4. How Do We Use the Information We Collect?
A. We use the Personal Data you provide for the purposes for which you have submitted it including:
● Responding To Your Inquiries, Feedback and Providing the Kodex Services. We may use your Personal Data to respond to your inquiries and feedback, and to provide the Kodex Service.
● Creating and Maintaining Your User Account. We use your Personal Data to create and maintain an account for you to allow you to use the Kodex Services we make available on or through the Website or App.
● Security and Fraud Detection. We use your Personal Data along with various fraud detection methods to attempt to confirm the location and identity of Business Users and Government Users.
● Subscribing To and Paying For Our Services. We use your Personal Data to add Business User subscriptions to our Services, and process your payment for these Services.
● Communicating With You About Our Services. We may use your Personal Data to send you marketing information about new Services and other items that may be of interest to you.
B. We may use anonymous information that we collect to improve the design and content of our Website and App We also may use this anonymous information to analyze how Kodex Services are used, to analyze industry trends, as well as to enable us to offer new programs or new or enhanced services.
5. What Are Your Choices Regarding Our Marketing Materials?
We strive to provide you with choices regarding certain Personal Data uses, particularly around marketing and any advertising. When required under law (including the GDPR), we will obtain your consent to send you marketing materials. In general, we will provide a button, checkbox or other means where you affirmatively opt-in to receive marketing emails or other similar communications from us. You can change your preferences or ask us to stop sending you marketing messages and/or remove your email from our mailing lists by contacting us at firstname.lastname@example.org, or by following the instructions within the marketing messages that you have received.
6. Do We Share Your Personal Data?
In general, we will not share your Personal Data except:
(a) for the purposes for which you provided it;
(b) with your consent;
(c) as may be required by law, for example with our professional advisors, lawyers, insurers, regulators and other authorities, or as we think necessary to protect our organization or others from injury (e.g., in response to a court order or subpoena, in response to a law enforcement agency request, or when we believe that someone is causing, or is about to cause, injury to or interference with our rights or property, or with the rights or property of another person or entity);
(d) on a confidential basis with persons or organizations with whom we contract, such as our suppliers, to carry out internal operations or as necessary to render the Services;
(e) if you are a Business User or a Government User, to confirm your identity and your right to use our Services; or
(f) with our business partners only in compliance with relevant data protection laws. We may also share aggregate anonymous information with others, including affiliated and non-affiliated organizations.
7. What Categories of Personal Data Do We Share?
We share only the categories of Personal Data required for us to carry out our internal operations or as necessary to render Kodex Services. These categories include your contact and registration information, financial and transaction information, and your technical and Kodex Service usage information. As discussed above, the categories of third parties with whom we may share such Personal Data include our service providers, suppliers, business partners, affiliates and professional advisors, as well as law enforcement.
8. Are There Other Ways My Personal Data Could be Shared?
9. How Can You Access and Control Your Information?
After registering for an account on the Website or App, you may log-in to the account and edit your Personal Data in your profile. For instructions on how you can further access your Personal Data that we have collected, or how to correct errors or inaccuracies in such information, please send an e-mail to email@example.com.
To protect your privacy and security, we will take reasonable steps to help verify your identity before granting access, making corrections or removing your information. Again, please send an e-mail to firstname.lastname@example.org to make your request. Please note that if you request removal, we will stop using your Personal Information and will remove it from our servers (unless we have a legitimate reason to keep that information in light of the purpose for which it was provided). Further, we reserve the right to retain Personal Information and other data about persons or entities who make false or fraudulent statements to us, for who abuse or attempt to abuse the Kodex Services, and we may submit that data to appropriate law enforcement authorities.
10. How Do We Store and Protect Your Information?
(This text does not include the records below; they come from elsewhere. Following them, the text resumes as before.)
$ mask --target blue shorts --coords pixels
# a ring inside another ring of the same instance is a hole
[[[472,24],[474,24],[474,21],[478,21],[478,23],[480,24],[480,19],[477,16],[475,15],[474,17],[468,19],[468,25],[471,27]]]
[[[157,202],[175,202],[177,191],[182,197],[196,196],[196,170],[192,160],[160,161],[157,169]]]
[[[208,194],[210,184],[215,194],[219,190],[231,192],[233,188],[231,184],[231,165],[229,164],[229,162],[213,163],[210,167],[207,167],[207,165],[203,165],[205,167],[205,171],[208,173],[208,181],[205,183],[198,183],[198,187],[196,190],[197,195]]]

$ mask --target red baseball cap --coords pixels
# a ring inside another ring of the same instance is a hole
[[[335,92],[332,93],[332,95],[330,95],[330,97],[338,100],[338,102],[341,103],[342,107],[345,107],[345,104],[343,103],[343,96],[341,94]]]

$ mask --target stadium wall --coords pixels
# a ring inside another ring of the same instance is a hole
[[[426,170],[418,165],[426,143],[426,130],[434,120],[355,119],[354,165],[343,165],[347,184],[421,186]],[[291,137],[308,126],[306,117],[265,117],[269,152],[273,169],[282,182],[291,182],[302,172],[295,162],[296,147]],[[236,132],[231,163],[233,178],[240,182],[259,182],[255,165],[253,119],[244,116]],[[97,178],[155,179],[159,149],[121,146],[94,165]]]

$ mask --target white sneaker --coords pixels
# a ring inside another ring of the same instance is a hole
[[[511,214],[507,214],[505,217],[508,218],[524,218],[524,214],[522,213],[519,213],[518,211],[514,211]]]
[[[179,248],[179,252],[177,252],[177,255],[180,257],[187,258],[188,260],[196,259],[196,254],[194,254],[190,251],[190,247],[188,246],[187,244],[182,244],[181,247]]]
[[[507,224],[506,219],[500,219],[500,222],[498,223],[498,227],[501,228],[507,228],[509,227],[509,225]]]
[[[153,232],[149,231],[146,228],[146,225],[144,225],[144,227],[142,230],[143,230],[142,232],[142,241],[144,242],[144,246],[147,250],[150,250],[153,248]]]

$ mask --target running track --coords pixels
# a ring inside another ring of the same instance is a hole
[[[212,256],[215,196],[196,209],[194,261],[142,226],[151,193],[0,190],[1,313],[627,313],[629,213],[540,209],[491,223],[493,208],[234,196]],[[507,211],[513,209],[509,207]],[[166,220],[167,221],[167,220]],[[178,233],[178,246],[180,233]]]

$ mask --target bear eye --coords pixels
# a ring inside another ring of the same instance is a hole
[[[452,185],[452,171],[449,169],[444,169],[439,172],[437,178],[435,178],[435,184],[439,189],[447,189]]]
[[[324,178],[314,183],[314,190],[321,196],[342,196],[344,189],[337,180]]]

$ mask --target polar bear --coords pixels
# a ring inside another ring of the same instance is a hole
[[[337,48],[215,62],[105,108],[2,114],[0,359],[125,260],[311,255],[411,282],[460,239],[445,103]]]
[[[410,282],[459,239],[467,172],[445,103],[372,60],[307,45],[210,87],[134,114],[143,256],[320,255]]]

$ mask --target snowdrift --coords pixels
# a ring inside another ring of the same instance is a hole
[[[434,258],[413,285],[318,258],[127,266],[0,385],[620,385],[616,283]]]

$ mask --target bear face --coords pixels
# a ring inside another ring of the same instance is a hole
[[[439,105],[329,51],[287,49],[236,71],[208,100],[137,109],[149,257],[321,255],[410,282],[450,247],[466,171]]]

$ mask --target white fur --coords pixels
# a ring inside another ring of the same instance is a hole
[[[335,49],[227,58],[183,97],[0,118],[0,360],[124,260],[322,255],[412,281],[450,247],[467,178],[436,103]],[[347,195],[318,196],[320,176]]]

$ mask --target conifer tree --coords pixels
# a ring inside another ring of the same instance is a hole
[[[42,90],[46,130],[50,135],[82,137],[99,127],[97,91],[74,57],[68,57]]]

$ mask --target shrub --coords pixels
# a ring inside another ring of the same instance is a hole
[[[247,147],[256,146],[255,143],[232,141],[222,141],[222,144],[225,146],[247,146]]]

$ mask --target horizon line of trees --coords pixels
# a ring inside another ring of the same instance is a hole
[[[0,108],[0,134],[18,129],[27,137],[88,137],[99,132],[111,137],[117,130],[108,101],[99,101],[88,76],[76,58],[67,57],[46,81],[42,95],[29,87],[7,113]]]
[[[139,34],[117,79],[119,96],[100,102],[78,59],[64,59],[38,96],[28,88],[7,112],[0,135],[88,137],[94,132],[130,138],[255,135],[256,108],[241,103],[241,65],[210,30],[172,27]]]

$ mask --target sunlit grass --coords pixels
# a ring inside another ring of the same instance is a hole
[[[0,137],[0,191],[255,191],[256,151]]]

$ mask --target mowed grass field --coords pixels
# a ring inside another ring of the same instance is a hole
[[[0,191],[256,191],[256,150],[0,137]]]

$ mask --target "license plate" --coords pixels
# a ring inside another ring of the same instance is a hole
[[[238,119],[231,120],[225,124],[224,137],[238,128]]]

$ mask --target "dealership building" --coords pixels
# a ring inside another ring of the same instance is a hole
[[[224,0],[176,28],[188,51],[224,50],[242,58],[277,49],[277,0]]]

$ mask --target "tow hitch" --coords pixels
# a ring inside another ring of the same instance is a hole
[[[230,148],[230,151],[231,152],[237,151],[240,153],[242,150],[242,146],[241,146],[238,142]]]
A. After receiving your Personal Data, we will store it on our systems for future use. We have physical, electronic, and managerial procedures in place to safeguard and help prevent unauthorized access, maintain data security, and reasonably use the information we collect. Unfortunately, no data transmission over the Internet or data storage solution can ever be completely secure. As a result, although we take industry-standard steps to protect your information (e.g., strong encryption), we cannot ensure or warrant the security of any information you transmit to or receive from us or that we store on our or our service providers’ systems.
B. If you are visiting the Website or using the App from outside of the USA, you understand that your connection will be through and to servers located in the USA, and the information you provide will be transferred outside your local location (e.g., the EEA/UK), and will be securely stored in our web servers and internal systems located within the USA.
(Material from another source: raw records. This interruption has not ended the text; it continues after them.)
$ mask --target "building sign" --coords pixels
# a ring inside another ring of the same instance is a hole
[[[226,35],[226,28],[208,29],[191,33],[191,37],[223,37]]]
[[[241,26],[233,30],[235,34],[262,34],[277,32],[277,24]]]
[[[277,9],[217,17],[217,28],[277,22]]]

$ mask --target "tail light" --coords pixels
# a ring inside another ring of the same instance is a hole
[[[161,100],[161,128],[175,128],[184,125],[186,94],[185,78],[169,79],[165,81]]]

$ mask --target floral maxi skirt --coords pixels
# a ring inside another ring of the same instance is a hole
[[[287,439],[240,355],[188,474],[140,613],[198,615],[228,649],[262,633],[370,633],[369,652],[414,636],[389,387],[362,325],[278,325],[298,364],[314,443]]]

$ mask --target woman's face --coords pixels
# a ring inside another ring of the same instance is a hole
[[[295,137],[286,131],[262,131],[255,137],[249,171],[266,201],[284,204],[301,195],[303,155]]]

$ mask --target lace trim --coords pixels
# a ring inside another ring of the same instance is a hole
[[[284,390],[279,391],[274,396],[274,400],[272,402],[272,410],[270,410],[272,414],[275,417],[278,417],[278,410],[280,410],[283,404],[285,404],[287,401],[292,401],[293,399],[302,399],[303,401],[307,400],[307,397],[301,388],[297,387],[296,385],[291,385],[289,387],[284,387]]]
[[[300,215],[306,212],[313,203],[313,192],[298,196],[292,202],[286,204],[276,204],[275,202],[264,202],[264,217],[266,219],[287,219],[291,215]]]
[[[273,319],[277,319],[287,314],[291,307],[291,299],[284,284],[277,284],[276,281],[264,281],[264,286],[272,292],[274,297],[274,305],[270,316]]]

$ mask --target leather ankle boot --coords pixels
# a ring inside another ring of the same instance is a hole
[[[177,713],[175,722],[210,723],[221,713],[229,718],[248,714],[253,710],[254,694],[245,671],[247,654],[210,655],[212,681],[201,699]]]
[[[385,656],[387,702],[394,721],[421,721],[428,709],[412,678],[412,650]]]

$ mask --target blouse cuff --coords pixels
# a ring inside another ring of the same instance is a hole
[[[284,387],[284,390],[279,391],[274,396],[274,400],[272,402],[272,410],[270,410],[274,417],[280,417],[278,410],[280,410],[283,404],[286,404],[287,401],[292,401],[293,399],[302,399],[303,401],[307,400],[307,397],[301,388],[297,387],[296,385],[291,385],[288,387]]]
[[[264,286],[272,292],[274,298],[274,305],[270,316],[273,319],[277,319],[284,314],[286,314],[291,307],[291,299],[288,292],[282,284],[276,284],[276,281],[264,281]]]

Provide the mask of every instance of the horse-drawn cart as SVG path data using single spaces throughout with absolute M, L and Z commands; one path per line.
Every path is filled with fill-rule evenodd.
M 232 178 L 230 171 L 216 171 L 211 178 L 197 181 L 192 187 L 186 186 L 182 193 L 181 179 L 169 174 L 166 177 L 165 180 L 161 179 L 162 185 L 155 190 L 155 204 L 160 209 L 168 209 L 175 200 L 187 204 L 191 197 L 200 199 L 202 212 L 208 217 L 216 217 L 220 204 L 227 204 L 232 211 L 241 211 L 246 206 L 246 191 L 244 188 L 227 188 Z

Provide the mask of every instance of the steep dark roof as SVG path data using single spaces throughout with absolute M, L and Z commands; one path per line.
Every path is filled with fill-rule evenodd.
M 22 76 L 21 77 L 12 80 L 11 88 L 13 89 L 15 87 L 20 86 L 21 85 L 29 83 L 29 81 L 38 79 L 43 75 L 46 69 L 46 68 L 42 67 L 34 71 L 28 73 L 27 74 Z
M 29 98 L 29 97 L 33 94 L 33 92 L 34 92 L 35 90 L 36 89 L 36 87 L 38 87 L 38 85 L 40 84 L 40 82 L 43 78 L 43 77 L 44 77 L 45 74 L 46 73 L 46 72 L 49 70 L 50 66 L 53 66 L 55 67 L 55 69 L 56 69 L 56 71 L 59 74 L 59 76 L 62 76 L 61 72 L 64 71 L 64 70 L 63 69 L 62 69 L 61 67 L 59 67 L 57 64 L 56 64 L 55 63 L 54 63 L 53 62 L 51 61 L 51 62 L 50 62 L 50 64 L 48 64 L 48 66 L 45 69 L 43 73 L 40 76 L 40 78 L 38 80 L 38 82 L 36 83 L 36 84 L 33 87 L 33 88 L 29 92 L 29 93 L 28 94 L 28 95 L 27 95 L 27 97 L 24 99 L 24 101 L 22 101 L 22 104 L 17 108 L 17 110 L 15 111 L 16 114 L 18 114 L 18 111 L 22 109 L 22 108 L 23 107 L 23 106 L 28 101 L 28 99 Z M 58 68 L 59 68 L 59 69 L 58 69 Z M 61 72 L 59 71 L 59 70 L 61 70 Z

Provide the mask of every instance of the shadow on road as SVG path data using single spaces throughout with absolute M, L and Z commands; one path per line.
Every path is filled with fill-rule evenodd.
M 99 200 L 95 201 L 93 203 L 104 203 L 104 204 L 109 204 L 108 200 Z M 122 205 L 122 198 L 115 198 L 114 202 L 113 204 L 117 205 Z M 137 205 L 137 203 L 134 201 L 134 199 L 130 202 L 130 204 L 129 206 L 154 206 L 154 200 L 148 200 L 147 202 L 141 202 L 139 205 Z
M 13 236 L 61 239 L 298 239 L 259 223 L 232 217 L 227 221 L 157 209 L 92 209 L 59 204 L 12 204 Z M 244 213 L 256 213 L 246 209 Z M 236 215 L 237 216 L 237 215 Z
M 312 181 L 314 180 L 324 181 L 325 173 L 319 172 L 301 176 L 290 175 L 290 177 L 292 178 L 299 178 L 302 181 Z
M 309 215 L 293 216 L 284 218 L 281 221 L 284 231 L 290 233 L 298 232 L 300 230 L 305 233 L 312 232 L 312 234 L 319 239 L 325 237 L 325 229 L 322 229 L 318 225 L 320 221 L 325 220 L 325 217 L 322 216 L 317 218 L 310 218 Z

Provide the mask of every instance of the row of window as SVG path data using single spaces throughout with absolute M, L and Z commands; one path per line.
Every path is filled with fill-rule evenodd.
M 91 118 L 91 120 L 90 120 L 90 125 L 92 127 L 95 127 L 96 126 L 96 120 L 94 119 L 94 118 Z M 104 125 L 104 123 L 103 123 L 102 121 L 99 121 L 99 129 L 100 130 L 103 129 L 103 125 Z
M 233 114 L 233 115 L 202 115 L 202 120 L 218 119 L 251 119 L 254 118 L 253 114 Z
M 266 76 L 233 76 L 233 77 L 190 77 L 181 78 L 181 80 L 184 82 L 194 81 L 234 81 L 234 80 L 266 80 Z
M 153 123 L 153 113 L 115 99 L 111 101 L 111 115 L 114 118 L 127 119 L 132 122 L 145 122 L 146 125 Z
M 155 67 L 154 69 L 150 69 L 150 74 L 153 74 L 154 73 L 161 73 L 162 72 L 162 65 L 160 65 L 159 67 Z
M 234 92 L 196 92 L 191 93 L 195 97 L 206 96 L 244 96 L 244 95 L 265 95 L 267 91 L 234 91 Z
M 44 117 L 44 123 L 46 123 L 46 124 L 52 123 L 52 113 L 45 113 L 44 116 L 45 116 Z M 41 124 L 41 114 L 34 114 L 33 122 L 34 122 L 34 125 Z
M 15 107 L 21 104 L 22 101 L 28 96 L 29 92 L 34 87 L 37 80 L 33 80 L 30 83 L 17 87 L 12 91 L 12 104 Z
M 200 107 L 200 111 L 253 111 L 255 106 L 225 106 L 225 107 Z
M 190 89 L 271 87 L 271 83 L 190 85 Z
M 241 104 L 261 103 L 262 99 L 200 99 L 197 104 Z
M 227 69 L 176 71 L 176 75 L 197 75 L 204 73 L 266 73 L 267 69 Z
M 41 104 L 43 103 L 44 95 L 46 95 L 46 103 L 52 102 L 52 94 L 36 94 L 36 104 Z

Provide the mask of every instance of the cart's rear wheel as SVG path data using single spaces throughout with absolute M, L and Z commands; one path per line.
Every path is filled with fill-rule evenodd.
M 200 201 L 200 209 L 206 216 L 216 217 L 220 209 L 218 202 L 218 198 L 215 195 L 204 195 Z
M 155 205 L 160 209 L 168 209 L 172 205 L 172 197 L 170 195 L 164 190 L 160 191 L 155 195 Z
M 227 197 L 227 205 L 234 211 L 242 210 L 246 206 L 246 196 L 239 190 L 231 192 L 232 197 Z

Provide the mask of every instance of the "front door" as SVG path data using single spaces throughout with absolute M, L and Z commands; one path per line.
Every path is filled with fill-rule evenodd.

C. For EEA/UK/Swiss citizens : Whenever we transfer your Personal Data outside of the EEA, Switzerland or UK, we ensure a degree of protection is afforded to it that is similar to that of the EEA, Switzerland or UK by ensuring at least one of the following safeguards is implemented:
● We will only transfer your Personal Data to countries that have been deemed to provide an adequate level of protection for Personal Data under EEA or UK laws; or
● Where we use certain service providers, we may use specific contracts approved under
D. We will only retain your Personal Data for as long as is reasonably necessary to fulfill the purposes for which we collected it, including for the purposes of satisfying any legal, regulatory, tax, accounting or reporting requirements. We may retain your Personal Data for a longer period in the event of a complaint, we believe there has been fraud or abuse of Kodex Services, or if we reasonably believe there is a prospect of litigation in respect to our relationship with you.
E. We store our logs and other technical records indefinitely (or where they contain personal data, for as long as we have a legitimate reason to keep that information in light of the purpose for which it was provided).
F. Content of communications between users is retained only for the period designated by the Business User.
A. To enhance your online experience with us, our Website may presently or in the future use “cookies.” Cookies are text files that our web server may place on your hard disk to store your preferences. We may use session, persistent, first-party and third-party cookies. Cookies, by themselves, do not tell us your e-mail address or other Personal Data unless you choose to provide this information to us. Once you choose to provide Personal Data, however, this information may be linked to the data stored in a cookie. We have summarized the types of cookies in Section 11.E, below.
B. We may also use browser functionality such as LocalStorage to identify users, secure the Kodex Platform, and engage in product improvement and analytics. LocalStorage is not a cookie, but causes your browser to retain data. We encrypt this data when it is in transit.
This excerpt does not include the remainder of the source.